Мой братишка Эван захихикал. Джунипер скривилась.
Боско, осердившись на эту болтовню, резко оборвал нас:
– Саммер, Каттер, мы приступаем к обеду.
Он произнес эти слова так, что мы подавились смехом и в растерянности уставились на него. Он приказывал нам.
– Папа! – удивленно воскликнул Арт и от смущения чуть не засмеялся снова. – Ты у нас теперь полиция питания?
Боско пристально смотрел в глаза моей маме. Это странно, тяжело подействовало на всех сидевших за столом: так сгущается воздух перед ударом грома. Виснет, нагоняя мигрень, влажная тяжесть.
– Разве не стоит подождать Боба с Ангелиной? – переспросил мой отец.
– И Колин, – вставила я, а Джунипер снова скривилась точно так же, как в первый раз: терпеть не может мою манеру ставить все точки над i, но что я могу с собой поделать?
– Нет, не стоит, – отвечал судья просто и строго, не сочтя нужным хоть слово к этому добавить.
– Хорошо. – Мама поднялась и отправилась на кухню, спокойная, невозмутимая, будто ничего и не произошло, хотя я понимала, что на самом деле ноги у нее подкашиваются.
В растерянности я поглядела на Арта и увидела, что он тоже почувствовал сгустившееся напряжение и на языке у него вертится шуточка: он всегда балагурит, если ему неловко, страшно, не по себе. И я заметила, как приподнялась его верхняя губа: мысленно он проговаривал хлесткую заключительную реплику, но вслух ему произнести эту шутку так и не довелось, потому что раздался сигнал сирены.
Сирена воет – долгий, протяжный, пугающий звук. Заставляет тебя подскочить на месте, сердце бьется в испуге, каждой клеточкой ты чуешь опасность.

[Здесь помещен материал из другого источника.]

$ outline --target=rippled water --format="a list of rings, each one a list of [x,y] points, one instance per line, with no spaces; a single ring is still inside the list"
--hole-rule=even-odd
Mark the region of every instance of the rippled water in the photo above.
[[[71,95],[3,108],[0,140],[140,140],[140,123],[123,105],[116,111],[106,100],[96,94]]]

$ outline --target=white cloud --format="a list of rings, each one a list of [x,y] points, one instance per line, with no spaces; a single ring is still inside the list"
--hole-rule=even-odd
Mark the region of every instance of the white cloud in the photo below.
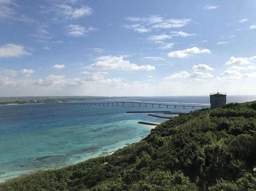
[[[96,29],[92,27],[86,29],[85,27],[79,25],[69,25],[67,29],[68,32],[66,34],[67,35],[73,37],[87,35],[85,33],[97,30]]]
[[[172,38],[171,35],[168,35],[165,34],[161,34],[158,35],[151,35],[147,38],[148,40],[158,42],[167,39],[170,39]]]
[[[164,80],[170,80],[173,78],[190,78],[193,79],[199,79],[203,78],[212,77],[213,76],[208,72],[193,72],[191,74],[189,74],[186,71],[182,71],[180,72],[175,73],[169,76],[165,77]],[[197,80],[200,81],[200,80]]]
[[[14,44],[6,44],[0,47],[0,58],[19,57],[23,55],[31,55],[24,50],[24,47]]]
[[[236,65],[232,65],[228,68],[229,69],[235,71],[245,70],[256,70],[256,66],[254,65],[248,65],[246,67],[242,67],[241,66],[237,66]]]
[[[84,64],[84,63],[74,63],[72,64],[72,65],[83,65]]]
[[[189,78],[208,78],[212,77],[213,76],[208,72],[193,72],[189,75]]]
[[[219,42],[217,43],[217,44],[226,44],[227,42]]]
[[[163,18],[158,15],[151,15],[148,17],[139,17],[137,16],[129,16],[126,20],[132,22],[140,22],[147,25],[152,25],[163,21]]]
[[[19,71],[10,70],[9,69],[2,69],[0,71],[0,73],[5,74],[9,76],[15,76],[19,74],[28,75],[33,74],[35,71],[32,69],[24,69]]]
[[[78,18],[82,16],[90,15],[93,13],[93,9],[88,6],[83,6],[80,9],[76,9],[72,14],[70,18]]]
[[[206,10],[214,9],[217,9],[219,7],[219,6],[215,6],[215,5],[206,5],[204,7],[203,7],[203,9]]]
[[[87,67],[87,68],[93,70],[117,69],[126,71],[153,70],[154,66],[149,65],[138,66],[130,63],[128,60],[124,60],[123,57],[108,56],[101,56],[96,59],[96,62]]]
[[[250,26],[250,30],[256,29],[256,25],[252,25]]]
[[[96,73],[99,74],[108,74],[108,72],[102,72],[100,71],[99,72],[97,72]]]
[[[19,71],[19,73],[20,74],[33,74],[35,72],[33,70],[30,69],[23,69],[22,70],[20,70]]]
[[[50,48],[48,46],[45,46],[43,48],[46,50],[50,50]]]
[[[126,29],[133,29],[137,27],[140,25],[140,25],[139,24],[135,24],[134,25],[124,25],[124,27]]]
[[[212,70],[214,69],[206,64],[198,64],[194,65],[192,68],[194,70]]]
[[[51,7],[41,6],[43,13],[54,12],[59,18],[67,19],[74,19],[90,15],[93,13],[93,9],[87,5],[80,8],[74,8],[65,5],[54,5]]]
[[[204,49],[200,50],[197,47],[193,47],[186,50],[170,52],[168,53],[167,55],[169,57],[183,58],[187,58],[189,56],[192,56],[194,54],[202,53],[210,53],[211,52],[208,49]]]
[[[63,69],[65,68],[65,65],[64,64],[55,64],[53,66],[51,67],[51,69],[52,70],[58,70],[59,69]]]
[[[224,76],[222,78],[217,77],[217,78],[219,81],[224,82],[234,81],[241,78],[256,78],[256,72],[242,74],[236,71],[227,70],[222,73],[221,75]]]
[[[227,70],[224,71],[221,75],[222,76],[241,76],[242,75],[242,74],[237,71]]]
[[[164,80],[168,80],[173,78],[187,78],[189,76],[189,74],[186,71],[175,73],[169,76],[165,77]]]
[[[239,23],[242,23],[242,22],[245,22],[245,21],[247,21],[249,20],[249,19],[247,19],[247,18],[245,18],[245,19],[240,19],[240,20],[239,20]]]
[[[93,73],[91,76],[83,78],[82,80],[83,81],[98,81],[103,79],[104,79],[104,77],[102,75],[96,73]]]
[[[151,29],[146,29],[146,28],[144,28],[141,27],[141,28],[136,28],[134,29],[134,31],[138,32],[139,33],[148,33],[148,32],[151,32]]]
[[[244,65],[249,64],[255,59],[256,59],[256,56],[252,56],[249,58],[236,58],[234,56],[231,56],[228,61],[225,63],[226,65]]]
[[[182,19],[171,19],[164,20],[151,26],[153,28],[170,29],[183,27],[191,22],[190,18]]]
[[[89,48],[90,50],[97,53],[101,53],[104,51],[104,49],[99,48]]]
[[[55,44],[62,44],[64,43],[64,42],[63,40],[58,40],[57,41],[53,41],[52,42]]]
[[[132,29],[139,33],[147,33],[151,31],[151,29],[147,29],[145,26],[141,25],[140,24],[126,25],[124,25],[124,27],[126,29]]]
[[[89,74],[91,73],[90,72],[87,72],[86,71],[85,71],[84,72],[81,72],[80,73],[82,73],[82,74],[86,74],[86,75],[87,74]]]
[[[143,60],[149,59],[149,60],[166,60],[166,59],[161,57],[153,57],[153,56],[141,57],[141,58]]]
[[[140,31],[140,32],[150,31],[150,29],[169,29],[182,27],[191,22],[190,19],[165,19],[162,16],[156,15],[144,17],[130,16],[126,18],[126,20],[128,21],[139,23],[126,25],[124,27],[127,29],[133,29],[135,31],[138,32]],[[147,29],[145,26],[145,25],[148,26]]]
[[[187,36],[195,36],[197,35],[195,34],[189,34],[187,33],[184,33],[181,31],[172,31],[170,32],[170,33],[173,34],[173,36],[180,36],[183,37],[186,37]]]
[[[166,49],[171,49],[172,48],[174,45],[174,43],[165,43],[162,45],[161,46],[160,46],[158,48],[158,49],[161,50],[165,50]]]

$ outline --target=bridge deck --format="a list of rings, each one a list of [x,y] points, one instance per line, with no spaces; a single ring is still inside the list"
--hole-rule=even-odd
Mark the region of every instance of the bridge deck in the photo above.
[[[113,106],[114,105],[115,106],[118,106],[119,104],[121,104],[122,106],[124,106],[124,104],[132,104],[132,107],[134,106],[134,105],[139,105],[139,107],[141,107],[141,104],[144,105],[146,107],[147,107],[148,105],[151,106],[152,107],[154,107],[154,105],[158,106],[159,107],[161,107],[161,106],[165,106],[167,108],[169,108],[169,107],[174,107],[174,108],[183,107],[184,109],[186,108],[189,108],[193,109],[200,108],[202,109],[205,108],[210,108],[210,106],[194,106],[194,105],[175,105],[175,104],[161,104],[160,103],[147,103],[144,102],[108,102],[105,103],[70,103],[70,102],[50,102],[50,103],[44,103],[44,104],[68,104],[68,105],[83,105],[87,106]]]

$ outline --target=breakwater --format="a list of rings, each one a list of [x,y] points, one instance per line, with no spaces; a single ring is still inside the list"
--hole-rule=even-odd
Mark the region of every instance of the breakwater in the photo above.
[[[148,114],[148,115],[149,115],[150,116],[152,116],[155,117],[158,117],[158,118],[163,118],[164,119],[171,119],[173,117],[165,117],[165,116],[161,116],[160,115],[155,115],[154,114]]]
[[[158,124],[154,124],[153,123],[149,123],[148,122],[144,122],[143,121],[138,122],[138,123],[139,124],[144,124],[144,125],[149,125],[150,126],[158,126],[159,125]]]

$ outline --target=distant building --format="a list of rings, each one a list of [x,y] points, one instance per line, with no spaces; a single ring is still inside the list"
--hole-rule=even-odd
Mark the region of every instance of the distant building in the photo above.
[[[210,93],[211,108],[220,107],[226,104],[226,93]]]

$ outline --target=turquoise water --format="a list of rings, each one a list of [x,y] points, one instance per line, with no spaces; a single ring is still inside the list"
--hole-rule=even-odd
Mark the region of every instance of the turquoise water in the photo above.
[[[256,97],[233,99],[235,102],[243,102],[239,100],[251,101]],[[93,102],[122,100],[128,100]],[[208,96],[147,97],[129,100],[209,105]],[[134,106],[128,104],[124,107],[41,104],[0,106],[0,182],[110,154],[139,141],[150,133],[151,127],[138,124],[139,121],[160,123],[166,120],[148,116],[147,113],[126,113],[127,111],[189,112],[192,110]]]

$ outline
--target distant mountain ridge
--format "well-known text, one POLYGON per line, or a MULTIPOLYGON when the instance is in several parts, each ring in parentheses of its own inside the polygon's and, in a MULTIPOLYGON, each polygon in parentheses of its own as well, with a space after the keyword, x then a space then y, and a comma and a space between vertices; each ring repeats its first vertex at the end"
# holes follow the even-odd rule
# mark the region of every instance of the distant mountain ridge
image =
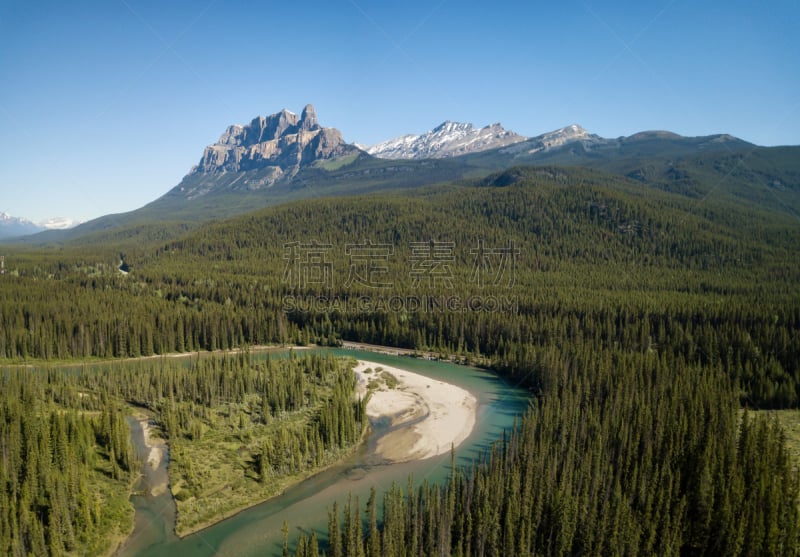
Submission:
POLYGON ((61 217, 53 217, 38 223, 22 217, 14 217, 0 212, 0 239, 30 236, 45 230, 66 230, 79 223, 61 217))
POLYGON ((472 124, 447 120, 421 135, 401 135, 365 151, 381 159, 437 159, 497 149, 525 139, 499 123, 475 128, 472 124))
POLYGON ((522 166, 586 167, 683 196, 713 192, 769 211, 800 212, 800 147, 758 147, 727 134, 603 138, 572 124, 525 138, 500 124, 476 129, 445 121, 426 134, 378 145, 379 153, 376 146, 346 143, 337 129, 319 124, 312 105, 299 116, 284 109, 229 126, 177 186, 144 207, 30 241, 162 239, 270 205, 386 190, 413 195, 417 188, 455 187, 522 166))

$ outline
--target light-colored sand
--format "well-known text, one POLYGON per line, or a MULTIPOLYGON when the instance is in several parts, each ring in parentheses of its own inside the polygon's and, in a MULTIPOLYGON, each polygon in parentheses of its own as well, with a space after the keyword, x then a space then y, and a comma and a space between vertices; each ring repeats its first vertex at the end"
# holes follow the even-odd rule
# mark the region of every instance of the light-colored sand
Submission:
POLYGON ((392 429, 377 445, 377 453, 388 461, 407 462, 445 454, 460 445, 475 427, 478 401, 461 387, 364 360, 358 361, 354 371, 361 396, 382 371, 398 381, 393 389, 384 385, 373 391, 367 403, 370 418, 391 420, 392 429), (373 373, 367 373, 369 369, 373 373))
MULTIPOLYGON (((150 449, 147 455, 147 465, 153 470, 157 469, 164 458, 164 451, 167 448, 166 441, 153 435, 153 428, 150 425, 150 418, 140 417, 139 424, 142 426, 144 432, 144 444, 150 449)), ((167 490, 167 480, 159 481, 150 488, 150 494, 153 496, 160 495, 167 490)))

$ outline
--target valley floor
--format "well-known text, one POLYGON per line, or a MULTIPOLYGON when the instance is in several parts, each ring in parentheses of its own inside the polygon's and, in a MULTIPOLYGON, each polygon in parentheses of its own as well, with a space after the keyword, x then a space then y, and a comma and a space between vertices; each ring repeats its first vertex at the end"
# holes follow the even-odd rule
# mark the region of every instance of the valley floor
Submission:
POLYGON ((461 387, 403 369, 359 360, 359 393, 372 390, 367 415, 390 421, 377 453, 389 462, 442 455, 475 427, 477 399, 461 387))

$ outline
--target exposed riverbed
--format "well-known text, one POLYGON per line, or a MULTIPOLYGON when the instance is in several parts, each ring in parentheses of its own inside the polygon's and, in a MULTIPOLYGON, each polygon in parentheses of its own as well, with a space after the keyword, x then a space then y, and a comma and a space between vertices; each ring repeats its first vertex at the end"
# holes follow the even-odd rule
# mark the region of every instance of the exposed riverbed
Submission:
MULTIPOLYGON (((506 385, 495 375, 478 369, 357 350, 331 352, 405 369, 472 393, 478 401, 476 425, 456 449, 457 464, 468 464, 481 450, 486 450, 502 435, 504 429, 513 425, 514 418, 527 405, 525 391, 506 385)), ((423 480, 442 481, 447 478, 450 469, 449 452, 424 460, 387 463, 376 448, 391 425, 386 420, 375 420, 371 422, 373 431, 367 443, 345 462, 288 489, 278 497, 179 539, 173 533, 175 505, 169 491, 159 494, 156 489, 156 493, 153 493, 153 488, 165 477, 168 451, 161 454, 160 462, 153 467, 153 447, 145 443, 142 423, 131 418, 131 426, 137 451, 145 464, 137 495, 132 498, 136 507, 134 532, 118 552, 124 557, 280 555, 284 520, 291 527, 292 539, 296 538, 298 530, 306 533, 315 530, 317 536, 324 539, 327 510, 334 501, 342 503, 348 494, 352 494, 359 497, 363 509, 371 487, 375 487, 379 493, 389 489, 392 483, 405 487, 409 476, 413 476, 415 484, 423 480)))

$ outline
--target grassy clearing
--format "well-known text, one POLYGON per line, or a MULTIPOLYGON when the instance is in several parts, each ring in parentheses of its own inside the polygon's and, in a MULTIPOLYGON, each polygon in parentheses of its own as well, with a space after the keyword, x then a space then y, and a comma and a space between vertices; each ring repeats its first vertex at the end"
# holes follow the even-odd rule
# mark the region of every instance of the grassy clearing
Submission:
POLYGON ((786 434, 786 448, 800 469, 800 410, 760 410, 759 415, 774 418, 786 434))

Этот звук знаком мне с рождения: когда его слышишь, молишься, чтобы не за тобой. Трибунал называет сирену «сигналом тревоги»: фургоны Трибунала ревут непрерывно три минуты, пять минут, и, хотя войны я никогда не видела, я начинаю понимать, что люди чувствовали перед воздушным налетом. Этот звук вторгается в самые обыденные минуты жизни, в самые радостные мысли. Сирена приближается к нашему дому, нарастает зловещий вой. Все мы на миг замираем, как были, за столом, а потом Джунипер, потому что Джунипер – она такая, говорит не подумав и в движениях неуклюжа, – вскакивает первой, чуть не опрокинув стол, звенят бокалы, красное вино словно капли крови выплескивается на белую скатерть. Не извиняясь, не попытавшись навести порядок, сестра выбегает из столовой. Отец следует за ней по пятам.
Мама ошеломлена, застыла, как лань, попавшая в перекрестный свет фар. Она смотрит на Боско, страшно побледнев, я боюсь, она упадет в обморок. Она даже не попыталась удержать маленького Эвана, когда и тот ринулся вон из дома.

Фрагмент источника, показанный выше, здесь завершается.